Castle on Lake Garda in Sirmione, Italy

The Scaligero Castle or Scaligero Castle of Sirmione (Castello scaligero di Sirmione) is a fortress from the Scaliger era, an access point to the historical centre of Sirmione, on Lake Garda. It is one of Italy's best-preserved castles. In 2024, it was the 29th most visited attraction in Italy, with 262,095 visitors, and a total gross income of €1,125,881.

==History==
It was built in the latter half of the 14th century on the southernmost part of Lake Garda in Northern Italy. Construction was initiated on behalf of the Della Scala family of Verona, who are known as the Scaligeri, from which it takes its name. The family ruled Verona and a large part of the Venetian area from the years 1259 to 1387.

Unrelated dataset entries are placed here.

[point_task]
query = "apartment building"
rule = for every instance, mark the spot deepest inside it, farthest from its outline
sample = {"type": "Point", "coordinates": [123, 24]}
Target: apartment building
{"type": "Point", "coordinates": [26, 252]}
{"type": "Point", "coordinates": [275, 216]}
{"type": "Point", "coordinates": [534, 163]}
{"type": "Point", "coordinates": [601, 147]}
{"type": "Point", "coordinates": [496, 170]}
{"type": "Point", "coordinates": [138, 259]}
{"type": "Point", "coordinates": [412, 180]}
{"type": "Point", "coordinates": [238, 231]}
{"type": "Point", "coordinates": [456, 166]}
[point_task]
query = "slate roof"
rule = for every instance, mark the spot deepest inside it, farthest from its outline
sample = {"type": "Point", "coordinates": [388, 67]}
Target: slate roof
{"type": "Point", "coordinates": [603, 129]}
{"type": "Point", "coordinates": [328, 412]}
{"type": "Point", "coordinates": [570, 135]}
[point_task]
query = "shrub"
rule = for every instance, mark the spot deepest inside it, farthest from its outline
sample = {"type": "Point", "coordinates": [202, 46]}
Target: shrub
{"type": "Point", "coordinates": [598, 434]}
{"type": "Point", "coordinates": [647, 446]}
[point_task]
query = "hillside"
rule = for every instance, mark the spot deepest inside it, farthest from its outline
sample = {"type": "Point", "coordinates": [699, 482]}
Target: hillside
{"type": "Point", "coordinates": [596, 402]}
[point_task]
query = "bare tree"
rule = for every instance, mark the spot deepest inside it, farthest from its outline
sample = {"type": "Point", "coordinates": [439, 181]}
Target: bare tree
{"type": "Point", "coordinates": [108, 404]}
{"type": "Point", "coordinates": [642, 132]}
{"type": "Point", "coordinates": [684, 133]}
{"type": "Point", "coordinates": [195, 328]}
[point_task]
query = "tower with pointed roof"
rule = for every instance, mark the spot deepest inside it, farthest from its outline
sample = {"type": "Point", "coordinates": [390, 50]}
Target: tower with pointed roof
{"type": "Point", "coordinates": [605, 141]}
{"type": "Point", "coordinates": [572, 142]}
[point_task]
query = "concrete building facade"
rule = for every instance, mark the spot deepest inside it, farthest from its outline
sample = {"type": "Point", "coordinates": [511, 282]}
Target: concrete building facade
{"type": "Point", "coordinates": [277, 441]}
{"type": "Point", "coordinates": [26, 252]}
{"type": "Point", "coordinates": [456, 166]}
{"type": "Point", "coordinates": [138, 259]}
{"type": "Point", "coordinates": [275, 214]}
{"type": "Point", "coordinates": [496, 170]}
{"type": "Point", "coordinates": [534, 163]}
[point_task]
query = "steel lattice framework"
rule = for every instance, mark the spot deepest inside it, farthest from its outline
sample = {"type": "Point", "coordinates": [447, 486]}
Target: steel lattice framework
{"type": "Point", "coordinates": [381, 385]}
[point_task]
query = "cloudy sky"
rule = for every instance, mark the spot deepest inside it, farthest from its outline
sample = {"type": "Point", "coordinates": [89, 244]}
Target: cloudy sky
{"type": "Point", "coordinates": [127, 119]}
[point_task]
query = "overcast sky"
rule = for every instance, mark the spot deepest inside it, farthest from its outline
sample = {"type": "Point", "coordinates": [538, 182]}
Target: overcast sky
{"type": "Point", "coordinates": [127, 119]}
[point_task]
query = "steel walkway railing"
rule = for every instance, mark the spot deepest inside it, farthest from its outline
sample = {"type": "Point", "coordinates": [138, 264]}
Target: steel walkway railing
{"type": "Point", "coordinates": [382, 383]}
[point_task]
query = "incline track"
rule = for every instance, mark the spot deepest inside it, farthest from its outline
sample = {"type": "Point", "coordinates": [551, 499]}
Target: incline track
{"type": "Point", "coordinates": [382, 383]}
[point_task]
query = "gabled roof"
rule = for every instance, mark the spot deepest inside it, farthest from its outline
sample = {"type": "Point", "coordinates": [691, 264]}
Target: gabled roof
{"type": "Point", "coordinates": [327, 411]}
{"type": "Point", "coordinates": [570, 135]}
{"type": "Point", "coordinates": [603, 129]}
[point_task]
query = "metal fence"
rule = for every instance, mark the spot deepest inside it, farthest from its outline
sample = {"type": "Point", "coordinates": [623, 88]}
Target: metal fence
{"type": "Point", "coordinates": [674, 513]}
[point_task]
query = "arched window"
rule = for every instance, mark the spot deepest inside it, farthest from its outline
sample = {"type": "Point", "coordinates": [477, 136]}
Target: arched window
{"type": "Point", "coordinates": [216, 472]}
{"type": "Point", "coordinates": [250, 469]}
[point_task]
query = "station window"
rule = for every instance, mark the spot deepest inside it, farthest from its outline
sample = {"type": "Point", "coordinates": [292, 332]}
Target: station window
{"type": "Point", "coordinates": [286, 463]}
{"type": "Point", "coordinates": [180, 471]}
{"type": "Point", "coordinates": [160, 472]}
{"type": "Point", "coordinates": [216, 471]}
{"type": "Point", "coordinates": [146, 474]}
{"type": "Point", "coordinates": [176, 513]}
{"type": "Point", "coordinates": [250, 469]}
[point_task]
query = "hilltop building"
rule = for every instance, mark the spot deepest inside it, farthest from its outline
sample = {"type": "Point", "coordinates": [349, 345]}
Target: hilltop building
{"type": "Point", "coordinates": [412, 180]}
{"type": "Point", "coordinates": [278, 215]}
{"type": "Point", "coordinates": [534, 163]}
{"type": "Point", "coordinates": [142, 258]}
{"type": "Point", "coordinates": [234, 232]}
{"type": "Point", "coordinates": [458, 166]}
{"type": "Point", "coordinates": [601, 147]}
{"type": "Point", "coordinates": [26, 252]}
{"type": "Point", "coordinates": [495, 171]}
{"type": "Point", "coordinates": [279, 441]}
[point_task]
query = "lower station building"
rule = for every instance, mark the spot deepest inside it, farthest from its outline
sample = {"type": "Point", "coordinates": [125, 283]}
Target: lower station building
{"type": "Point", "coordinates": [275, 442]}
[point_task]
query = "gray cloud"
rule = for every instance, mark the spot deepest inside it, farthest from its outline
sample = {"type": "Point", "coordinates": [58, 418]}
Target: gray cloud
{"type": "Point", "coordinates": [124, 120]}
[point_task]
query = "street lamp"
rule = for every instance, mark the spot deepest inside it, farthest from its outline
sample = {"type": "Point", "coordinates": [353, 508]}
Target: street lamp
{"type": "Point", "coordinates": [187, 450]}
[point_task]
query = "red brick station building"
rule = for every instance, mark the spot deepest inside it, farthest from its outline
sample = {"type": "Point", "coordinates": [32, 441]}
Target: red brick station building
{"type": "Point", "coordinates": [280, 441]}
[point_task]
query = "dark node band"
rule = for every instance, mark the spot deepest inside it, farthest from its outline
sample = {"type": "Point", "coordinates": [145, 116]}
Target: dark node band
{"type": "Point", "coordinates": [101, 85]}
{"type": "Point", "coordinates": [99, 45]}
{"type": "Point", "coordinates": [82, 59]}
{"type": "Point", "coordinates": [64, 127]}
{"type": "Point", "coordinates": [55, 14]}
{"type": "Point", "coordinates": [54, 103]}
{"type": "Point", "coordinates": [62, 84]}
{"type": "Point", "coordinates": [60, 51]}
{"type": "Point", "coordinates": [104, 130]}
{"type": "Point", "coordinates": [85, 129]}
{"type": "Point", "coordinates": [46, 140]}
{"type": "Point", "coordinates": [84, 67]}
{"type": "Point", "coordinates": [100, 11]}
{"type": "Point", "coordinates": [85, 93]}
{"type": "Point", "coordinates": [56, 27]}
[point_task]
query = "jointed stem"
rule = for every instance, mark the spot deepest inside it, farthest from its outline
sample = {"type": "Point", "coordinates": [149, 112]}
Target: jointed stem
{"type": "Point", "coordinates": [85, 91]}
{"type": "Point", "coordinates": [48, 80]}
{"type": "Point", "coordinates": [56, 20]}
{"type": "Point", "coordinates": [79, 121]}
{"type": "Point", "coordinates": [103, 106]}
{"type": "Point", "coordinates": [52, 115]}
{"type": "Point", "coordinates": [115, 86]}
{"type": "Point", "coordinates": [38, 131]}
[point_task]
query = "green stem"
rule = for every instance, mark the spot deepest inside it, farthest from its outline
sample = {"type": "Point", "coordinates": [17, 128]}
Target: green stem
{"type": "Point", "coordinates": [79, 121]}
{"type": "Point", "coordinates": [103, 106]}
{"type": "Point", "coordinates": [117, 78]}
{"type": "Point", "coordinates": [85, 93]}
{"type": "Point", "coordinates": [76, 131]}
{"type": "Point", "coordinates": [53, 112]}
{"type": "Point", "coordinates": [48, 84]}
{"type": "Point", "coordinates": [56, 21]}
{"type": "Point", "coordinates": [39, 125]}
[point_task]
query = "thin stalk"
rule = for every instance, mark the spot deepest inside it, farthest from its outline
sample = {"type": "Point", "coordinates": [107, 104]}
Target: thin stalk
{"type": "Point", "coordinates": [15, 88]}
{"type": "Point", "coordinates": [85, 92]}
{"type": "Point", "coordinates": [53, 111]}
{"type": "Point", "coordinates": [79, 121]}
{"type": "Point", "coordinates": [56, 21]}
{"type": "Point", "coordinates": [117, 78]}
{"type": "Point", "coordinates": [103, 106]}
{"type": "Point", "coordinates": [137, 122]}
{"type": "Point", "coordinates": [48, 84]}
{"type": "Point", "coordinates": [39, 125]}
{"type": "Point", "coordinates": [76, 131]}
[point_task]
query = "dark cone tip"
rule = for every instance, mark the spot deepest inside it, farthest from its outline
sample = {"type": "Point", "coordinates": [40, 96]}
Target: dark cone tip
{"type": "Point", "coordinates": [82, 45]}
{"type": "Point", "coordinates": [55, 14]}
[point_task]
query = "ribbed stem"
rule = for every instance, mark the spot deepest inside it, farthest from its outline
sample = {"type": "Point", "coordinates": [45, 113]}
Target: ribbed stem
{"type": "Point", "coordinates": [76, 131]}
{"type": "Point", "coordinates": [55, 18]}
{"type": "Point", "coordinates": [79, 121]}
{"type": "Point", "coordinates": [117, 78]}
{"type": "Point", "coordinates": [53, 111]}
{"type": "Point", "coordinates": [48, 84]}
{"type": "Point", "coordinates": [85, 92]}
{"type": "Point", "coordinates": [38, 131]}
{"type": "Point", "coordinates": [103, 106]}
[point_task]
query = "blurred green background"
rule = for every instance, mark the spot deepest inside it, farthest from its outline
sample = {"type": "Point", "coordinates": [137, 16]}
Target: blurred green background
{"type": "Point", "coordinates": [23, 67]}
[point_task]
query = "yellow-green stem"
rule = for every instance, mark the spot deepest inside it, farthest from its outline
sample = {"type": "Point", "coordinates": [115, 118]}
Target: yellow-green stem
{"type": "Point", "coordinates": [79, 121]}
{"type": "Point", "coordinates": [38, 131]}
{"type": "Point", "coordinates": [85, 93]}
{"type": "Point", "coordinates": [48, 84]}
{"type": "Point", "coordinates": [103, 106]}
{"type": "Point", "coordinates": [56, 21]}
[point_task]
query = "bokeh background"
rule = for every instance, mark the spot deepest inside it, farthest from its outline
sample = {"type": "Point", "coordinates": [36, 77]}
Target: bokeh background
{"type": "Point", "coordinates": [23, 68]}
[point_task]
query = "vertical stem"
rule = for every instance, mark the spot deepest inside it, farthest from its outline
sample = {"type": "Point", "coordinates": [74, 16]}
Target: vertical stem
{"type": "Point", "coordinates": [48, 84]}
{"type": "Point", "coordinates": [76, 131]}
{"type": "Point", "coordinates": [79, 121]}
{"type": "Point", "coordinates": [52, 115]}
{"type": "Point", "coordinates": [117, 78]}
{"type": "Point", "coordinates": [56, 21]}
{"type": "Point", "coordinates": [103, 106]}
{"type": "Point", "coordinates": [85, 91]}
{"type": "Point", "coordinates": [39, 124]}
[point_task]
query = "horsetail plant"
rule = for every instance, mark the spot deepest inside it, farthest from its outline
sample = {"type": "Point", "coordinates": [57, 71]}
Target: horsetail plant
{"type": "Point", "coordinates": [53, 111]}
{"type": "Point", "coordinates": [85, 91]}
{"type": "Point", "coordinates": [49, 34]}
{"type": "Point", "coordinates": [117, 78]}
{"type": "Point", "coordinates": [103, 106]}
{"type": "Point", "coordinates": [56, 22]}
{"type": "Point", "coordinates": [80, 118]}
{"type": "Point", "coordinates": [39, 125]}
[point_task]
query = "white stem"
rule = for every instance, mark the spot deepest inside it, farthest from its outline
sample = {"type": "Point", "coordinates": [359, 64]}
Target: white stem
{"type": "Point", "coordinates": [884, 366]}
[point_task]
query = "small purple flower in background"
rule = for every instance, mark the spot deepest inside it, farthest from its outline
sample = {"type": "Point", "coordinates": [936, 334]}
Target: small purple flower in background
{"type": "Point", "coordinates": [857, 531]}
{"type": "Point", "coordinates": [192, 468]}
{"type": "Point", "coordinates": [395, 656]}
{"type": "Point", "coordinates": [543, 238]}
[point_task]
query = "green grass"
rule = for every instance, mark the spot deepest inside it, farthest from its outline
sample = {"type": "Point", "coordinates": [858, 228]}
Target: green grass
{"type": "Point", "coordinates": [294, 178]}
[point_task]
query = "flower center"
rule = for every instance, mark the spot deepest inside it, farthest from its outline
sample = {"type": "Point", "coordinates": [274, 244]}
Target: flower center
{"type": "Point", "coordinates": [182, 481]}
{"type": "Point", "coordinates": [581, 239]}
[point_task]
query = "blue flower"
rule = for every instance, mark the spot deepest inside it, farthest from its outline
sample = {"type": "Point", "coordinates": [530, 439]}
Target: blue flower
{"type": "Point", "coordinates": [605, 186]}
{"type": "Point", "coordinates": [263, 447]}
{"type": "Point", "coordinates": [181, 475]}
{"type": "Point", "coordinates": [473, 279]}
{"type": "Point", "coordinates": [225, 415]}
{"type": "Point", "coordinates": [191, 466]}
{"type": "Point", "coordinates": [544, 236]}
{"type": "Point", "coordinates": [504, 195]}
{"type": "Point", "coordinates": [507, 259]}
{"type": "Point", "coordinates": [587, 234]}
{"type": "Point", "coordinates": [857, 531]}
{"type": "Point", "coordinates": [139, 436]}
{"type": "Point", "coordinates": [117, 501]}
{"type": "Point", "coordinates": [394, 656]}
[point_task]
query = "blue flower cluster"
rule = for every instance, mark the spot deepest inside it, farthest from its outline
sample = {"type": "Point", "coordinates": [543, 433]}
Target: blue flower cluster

The castle was later controlled by the Republic of Venice from the 15th century after the Della Scala family submitted to Venice in 1405. It continued to be an important fortification in the area. Its decline in importance began with the completion of the nearby fortress in Peschiera del Garda in the 16th century.

It continued to be used as an armory and fortification until the Unification of Italy when it became the office of the local government of Sirmione. Restoration began after World War I in 1919, when it became a museum and tourist attraction. However, it was not fully restored until 2018 when the internal waters of the castle were cleared. The internal docks are the only surviving example of a 14th-century fortified port.

== In culture ==
In 1980, the Italian Post Office dedicated a 600 lire stamp to the castle, part of the collection known as " Castelli d'Italia ".